Я же не оправдываю их ожиданий. Безразлично передергиваю плечами и ровным тоном уточняю вопросы подчинения.
Что ж, шефу хотя бы хватило такта на то, чтобы оставить моим непосредственным руководителем Андрея Николаевича.
После продолжительной паузы Слонский с облегчением распрямляет сжатые в кулаки пальцы. Его побелевшие костяшки постепенно обретают естественный цвет. Влад носком туфли ковыряет ворс дорогого итальянского ковра. А вот в темно-зеленых глазах его спутницы плещется неприкрытое разочарование.
Каюсь,
ее постная физиономия даже доставляет мне некоторое подобие удовлетворения.– Если вы ждали от меня истерики – ее не будет. Заявления об увольнении так же, – театрально объявляю я и наталкиваюсь на удивленные лица.
Я не виню участников этого спектакля за недоверие. Они ведь не знают, что в эту секунду я нахожусь под тяжелыми антидепрессантами по имени Макс.
Все формальности улажены. Никто больше меня не задерживает. И я оставляю позади кабинет директора.
Внутри саднит, как если не до конца зажившую ранку потереть песком – неприятно, но не смертельно.
Спустя пару минут меня зачем-то догоняет Влад.
– А ты отлично держишься, я и не рассчитывал, – произносит он, а я в толк не возьму, ради чего это все – потешить собственное самолюбие?
– Что ты хочешь, Меркулов? – спрашиваю я напрямую, не видя смысла юлить.
– Помада красная, – игнорирует мой вопрос бывший и продолжает отрешенно рассуждать: – ты же говорила, что не любишь…
«А ты говорил, что никогда не оставишь», – хочется ответить мне, но я заталкиваю больное подальше, и вместо него достаю наружу ехидное.
– Зависит от того, для кого краситься, – я прячусь за толстую броню, рисую безразличие на лице, а он с силой хватает меня за запястье.
Я торопливо стряхиваю с себя его прохладные пальцы, потому что мне вдруг становится неприятным его прикосновение, воспринимающееся теперь чужим.
– Пожарная лестница. Бутылка шампанского. Неужели забыла? – играет в какую-то игру человек, некогда бывший близким. А я вскидываюсь и рещко его осекаю.
– Даже не начинай!
Выпутавшись из липкой паутины воспоминаний нас и нашего быта, Я увеличиваю пропасть между мной и Владом широкими твердыми шагами. Не оборачиваюсь – нет резона чинить битое и заниматься самообманом.
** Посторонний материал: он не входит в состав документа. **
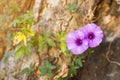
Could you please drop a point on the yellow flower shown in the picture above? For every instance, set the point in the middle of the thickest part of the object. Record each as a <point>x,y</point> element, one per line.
<point>19,36</point>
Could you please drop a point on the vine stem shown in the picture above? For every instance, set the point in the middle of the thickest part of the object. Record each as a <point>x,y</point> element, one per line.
<point>108,59</point>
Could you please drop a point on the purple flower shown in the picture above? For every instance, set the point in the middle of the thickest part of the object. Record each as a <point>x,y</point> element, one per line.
<point>76,42</point>
<point>93,34</point>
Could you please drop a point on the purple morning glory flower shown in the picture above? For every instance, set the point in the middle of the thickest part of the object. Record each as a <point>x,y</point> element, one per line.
<point>93,34</point>
<point>76,42</point>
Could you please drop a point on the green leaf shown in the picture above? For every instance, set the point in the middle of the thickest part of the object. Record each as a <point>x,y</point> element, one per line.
<point>73,69</point>
<point>46,69</point>
<point>25,71</point>
<point>63,46</point>
<point>50,42</point>
<point>78,62</point>
<point>27,51</point>
<point>19,52</point>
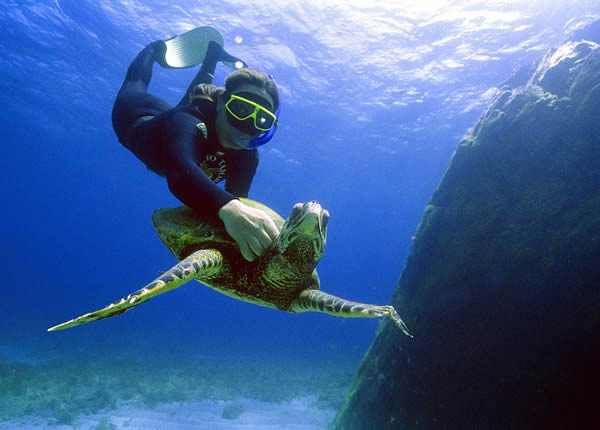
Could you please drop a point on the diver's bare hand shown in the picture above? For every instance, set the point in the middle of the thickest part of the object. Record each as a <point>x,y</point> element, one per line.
<point>251,228</point>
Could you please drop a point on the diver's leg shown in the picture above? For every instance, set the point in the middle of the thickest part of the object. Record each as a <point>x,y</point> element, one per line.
<point>139,73</point>
<point>133,100</point>
<point>207,71</point>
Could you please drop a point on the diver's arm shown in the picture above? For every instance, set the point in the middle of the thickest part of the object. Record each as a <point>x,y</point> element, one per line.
<point>207,71</point>
<point>251,228</point>
<point>186,180</point>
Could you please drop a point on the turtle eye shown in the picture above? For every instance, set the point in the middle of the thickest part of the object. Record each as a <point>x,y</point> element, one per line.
<point>325,219</point>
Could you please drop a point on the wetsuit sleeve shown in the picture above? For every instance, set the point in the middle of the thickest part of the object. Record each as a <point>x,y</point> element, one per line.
<point>187,181</point>
<point>240,172</point>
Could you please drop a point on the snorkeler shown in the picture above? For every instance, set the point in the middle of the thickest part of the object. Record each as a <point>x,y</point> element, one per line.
<point>210,136</point>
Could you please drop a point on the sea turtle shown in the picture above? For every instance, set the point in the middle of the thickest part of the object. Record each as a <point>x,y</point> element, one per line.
<point>284,277</point>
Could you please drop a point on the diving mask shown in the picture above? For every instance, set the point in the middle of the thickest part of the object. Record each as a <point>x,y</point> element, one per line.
<point>249,116</point>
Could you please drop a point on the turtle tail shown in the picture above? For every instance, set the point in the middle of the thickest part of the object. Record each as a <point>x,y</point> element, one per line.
<point>319,301</point>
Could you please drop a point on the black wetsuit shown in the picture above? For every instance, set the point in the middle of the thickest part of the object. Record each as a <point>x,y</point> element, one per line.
<point>180,143</point>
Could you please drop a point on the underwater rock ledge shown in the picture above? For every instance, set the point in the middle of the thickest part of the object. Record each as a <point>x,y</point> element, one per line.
<point>502,284</point>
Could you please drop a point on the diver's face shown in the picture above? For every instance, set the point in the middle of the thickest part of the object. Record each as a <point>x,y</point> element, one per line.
<point>229,136</point>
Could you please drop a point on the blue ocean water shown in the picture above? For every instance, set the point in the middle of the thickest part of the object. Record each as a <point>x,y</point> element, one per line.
<point>375,97</point>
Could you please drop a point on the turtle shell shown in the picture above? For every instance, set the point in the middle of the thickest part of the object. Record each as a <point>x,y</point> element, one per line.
<point>184,232</point>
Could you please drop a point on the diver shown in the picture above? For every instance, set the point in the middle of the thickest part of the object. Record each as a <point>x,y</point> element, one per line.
<point>211,135</point>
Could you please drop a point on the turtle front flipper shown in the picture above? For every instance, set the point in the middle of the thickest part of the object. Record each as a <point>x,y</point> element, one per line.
<point>206,262</point>
<point>319,301</point>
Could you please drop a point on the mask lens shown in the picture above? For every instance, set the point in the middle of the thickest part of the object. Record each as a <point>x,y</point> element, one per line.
<point>240,108</point>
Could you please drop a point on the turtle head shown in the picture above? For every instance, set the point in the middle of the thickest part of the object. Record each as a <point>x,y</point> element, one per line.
<point>304,234</point>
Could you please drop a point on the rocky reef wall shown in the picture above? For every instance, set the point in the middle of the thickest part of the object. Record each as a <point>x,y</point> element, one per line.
<point>502,285</point>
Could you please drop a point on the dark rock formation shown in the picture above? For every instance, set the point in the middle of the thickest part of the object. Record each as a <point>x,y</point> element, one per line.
<point>502,285</point>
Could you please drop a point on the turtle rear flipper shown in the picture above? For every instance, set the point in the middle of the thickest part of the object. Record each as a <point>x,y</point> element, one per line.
<point>319,301</point>
<point>206,261</point>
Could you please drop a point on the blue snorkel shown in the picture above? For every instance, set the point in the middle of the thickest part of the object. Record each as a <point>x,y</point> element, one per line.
<point>266,136</point>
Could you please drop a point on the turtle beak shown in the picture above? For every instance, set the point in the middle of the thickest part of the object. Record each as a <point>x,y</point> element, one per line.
<point>314,220</point>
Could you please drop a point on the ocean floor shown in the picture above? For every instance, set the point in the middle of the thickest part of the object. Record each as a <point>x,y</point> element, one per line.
<point>99,392</point>
<point>241,413</point>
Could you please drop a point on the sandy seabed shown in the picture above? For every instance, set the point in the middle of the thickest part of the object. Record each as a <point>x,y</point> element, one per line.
<point>241,413</point>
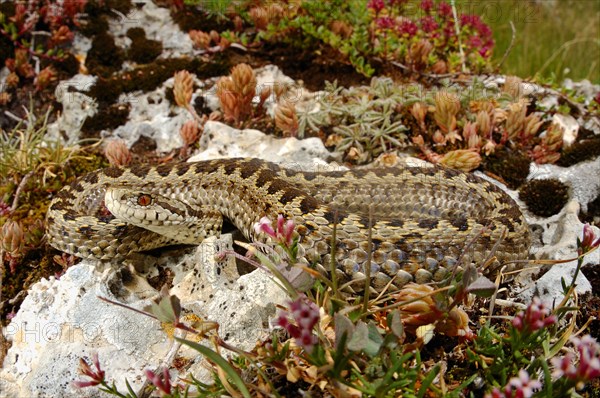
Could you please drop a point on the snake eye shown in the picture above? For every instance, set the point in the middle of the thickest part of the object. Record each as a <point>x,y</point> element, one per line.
<point>144,200</point>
Боли нет. Но грудь захлестывает угольная пустота, которую срочно хочется чем-то заполнить, раскрасить яркими красками. И я набираю номер, вчера ставший для меня спасением.
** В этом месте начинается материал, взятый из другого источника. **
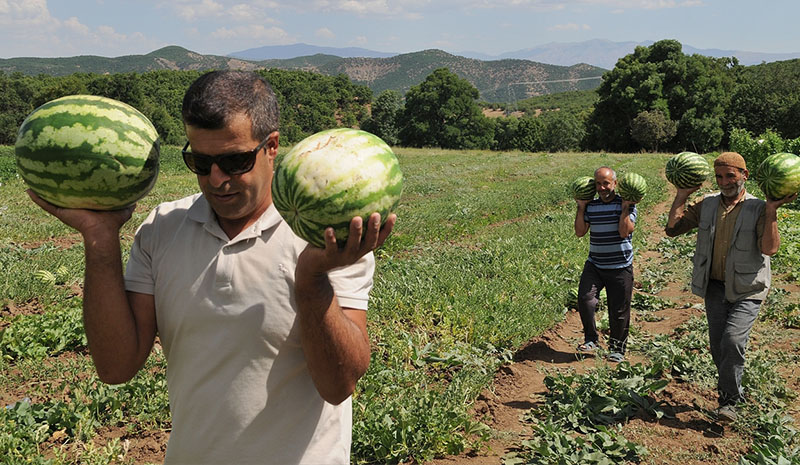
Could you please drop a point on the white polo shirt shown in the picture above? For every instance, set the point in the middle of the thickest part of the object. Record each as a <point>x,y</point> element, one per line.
<point>239,388</point>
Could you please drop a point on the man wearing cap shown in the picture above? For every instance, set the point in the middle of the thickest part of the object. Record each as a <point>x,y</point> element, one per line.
<point>736,235</point>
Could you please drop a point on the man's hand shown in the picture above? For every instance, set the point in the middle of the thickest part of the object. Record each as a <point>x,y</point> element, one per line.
<point>359,243</point>
<point>626,206</point>
<point>683,194</point>
<point>775,204</point>
<point>86,222</point>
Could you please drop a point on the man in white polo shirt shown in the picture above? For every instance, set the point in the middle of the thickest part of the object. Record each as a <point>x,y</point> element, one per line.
<point>265,336</point>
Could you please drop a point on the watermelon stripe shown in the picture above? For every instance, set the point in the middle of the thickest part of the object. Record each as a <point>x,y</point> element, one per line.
<point>310,199</point>
<point>88,152</point>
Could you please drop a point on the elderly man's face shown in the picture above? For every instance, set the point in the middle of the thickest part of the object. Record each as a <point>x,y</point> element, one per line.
<point>730,180</point>
<point>605,184</point>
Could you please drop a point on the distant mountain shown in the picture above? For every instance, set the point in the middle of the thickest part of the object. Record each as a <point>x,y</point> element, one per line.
<point>605,53</point>
<point>497,81</point>
<point>172,57</point>
<point>282,52</point>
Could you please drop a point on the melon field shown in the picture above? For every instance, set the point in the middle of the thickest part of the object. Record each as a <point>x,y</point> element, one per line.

– Ты свободен вечером? – спрашиваю я и замираю, про себя твердя «если свободен, буду тебя боготворить».
– Для тебя – да, – раздается уверенное и проливается бальзамом на душу.
После измены Влада такое исключительное отношение Макса подкупает.
Глава 11
Макс
Я не готовлю завтрак своим любовницам.
Не дарю им уютных свитеров на Новый год. Не интересуюсь, чем они занимаются в свободное от моей постели время. Я избавляюсь от привязанностей, когда необременительные отношения грозят зайти дальше. И удаляю номера телефонов, по которым никогда больше не позвоню.
Но Оля не просто любовница. Она – необъяснимое наваждение, без которого существование станет пресным, а будни – лишенными ярких красок.
– По-моему мы проспали все на свете.